The Office of the United States Trade Representative

U.S. Wins WTO Case on Indian Auto Restrictions
Contact: Richard Mills (202) 395-3230 12/21/2001

WASHINGTON - United States Trade Representative Robert B. Zoellick today announced that a dispute settlement panel of the World Trade Organization has found that restrictions on U.S. companies manufacturing cars in India violate the WTO Agreement.

"The panel report confirms that WTO Members cannot impose local content requirements or trade balancing requirements on companies doing business in their countries. Not only do such requirements make it much harder for U.S. companies to operate abroad, they also take away export opportunities from our companies at home,"Ambassador Zoellick said. "It is a priority of this Administration that Americans be treated fairly in the global trading system. I am pleased that we have won this case and that the panel has rejected India's restrictions on their automotive sector."

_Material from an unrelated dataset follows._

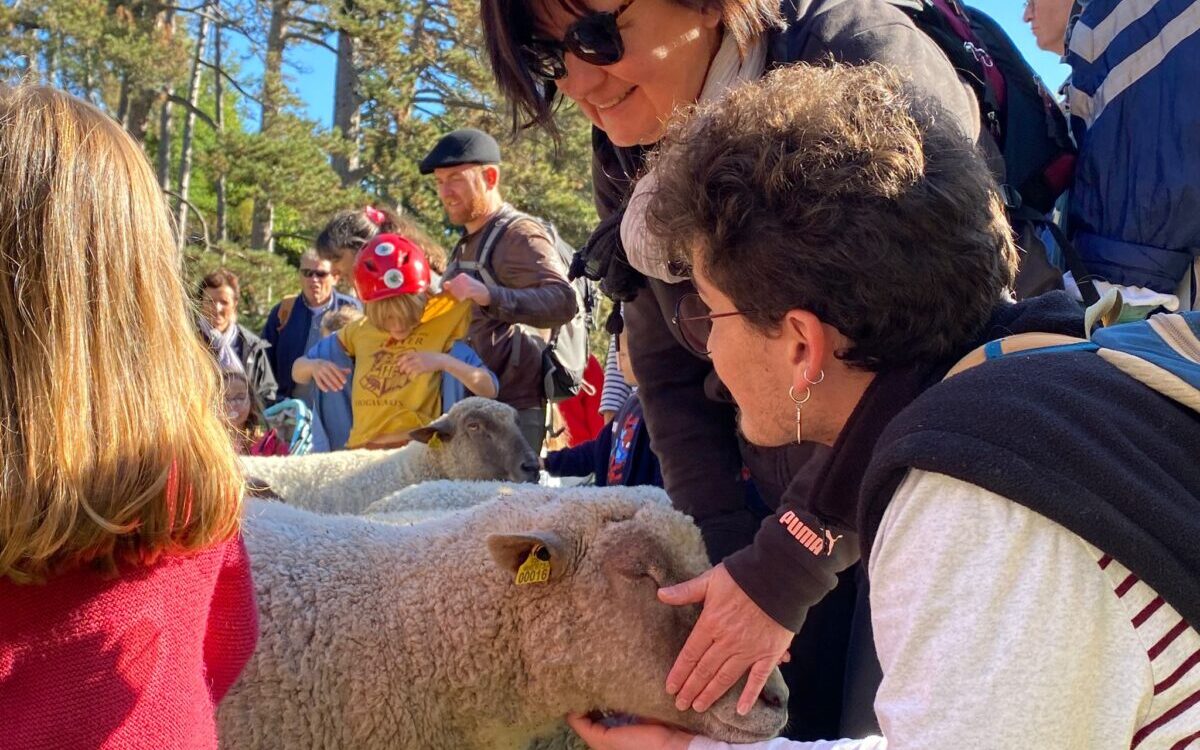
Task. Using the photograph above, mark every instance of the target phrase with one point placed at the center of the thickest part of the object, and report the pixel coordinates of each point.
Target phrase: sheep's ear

India maintained regulations that require auto manufacturers in India to sign memoranda of understanding (MOU's) that impose local content and trade balancing obligations on the signatories. These regulations are designed to protect Indian domestic auto parts manufacturers from competition.

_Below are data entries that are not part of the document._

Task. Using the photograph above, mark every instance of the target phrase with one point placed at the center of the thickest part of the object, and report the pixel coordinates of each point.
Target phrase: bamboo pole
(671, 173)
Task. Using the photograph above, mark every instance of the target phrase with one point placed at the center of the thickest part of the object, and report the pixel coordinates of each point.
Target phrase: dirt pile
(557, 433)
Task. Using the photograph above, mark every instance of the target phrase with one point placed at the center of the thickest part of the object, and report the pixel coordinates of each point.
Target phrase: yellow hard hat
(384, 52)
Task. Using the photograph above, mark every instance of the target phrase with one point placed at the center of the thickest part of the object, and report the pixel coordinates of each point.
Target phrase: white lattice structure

Local content rules require that a minimum percentage of parts be used in manufacturing cars in India. Trade balancing measures require manufacturers to export Indian origin goods to offset the value of goods they import to India. Both of these requirements apply to all companies in the auto sector (foreign and domestic), and severely restrict both foreign investors' and Indian domestic companies' ability to conduct business. Requiring companies to use local content reduces competitiveness and raises costs. By imposing a preference on local goods, these measures also make it harder for U.S. goods to compete in India.

If India does not appeal the decision, the WTO ruling may be considered for formal adoption in January, after which India will be required to bring its regulations and MOU's into compliance.


Under the local content provisions, MOU signatories were required to use no more than 50% imported content in their passenger car production by the end of the third MOU year, and no more than 30% imported content by the end of the fifth year. Under the trade balancing provisions, MOU signatories were required to "balance" their imports of auto kits and components into India with exports of cars or car parts of at least equal value of those imports.

The United States and the European Communities brought a WTO dispute to challenge these requirements in summer of 1999. The WTO dispute settlement panel report, which was given to the parties on December 13, 2001, agrees with the United States and the EC that these practices violate the WTO Agreement.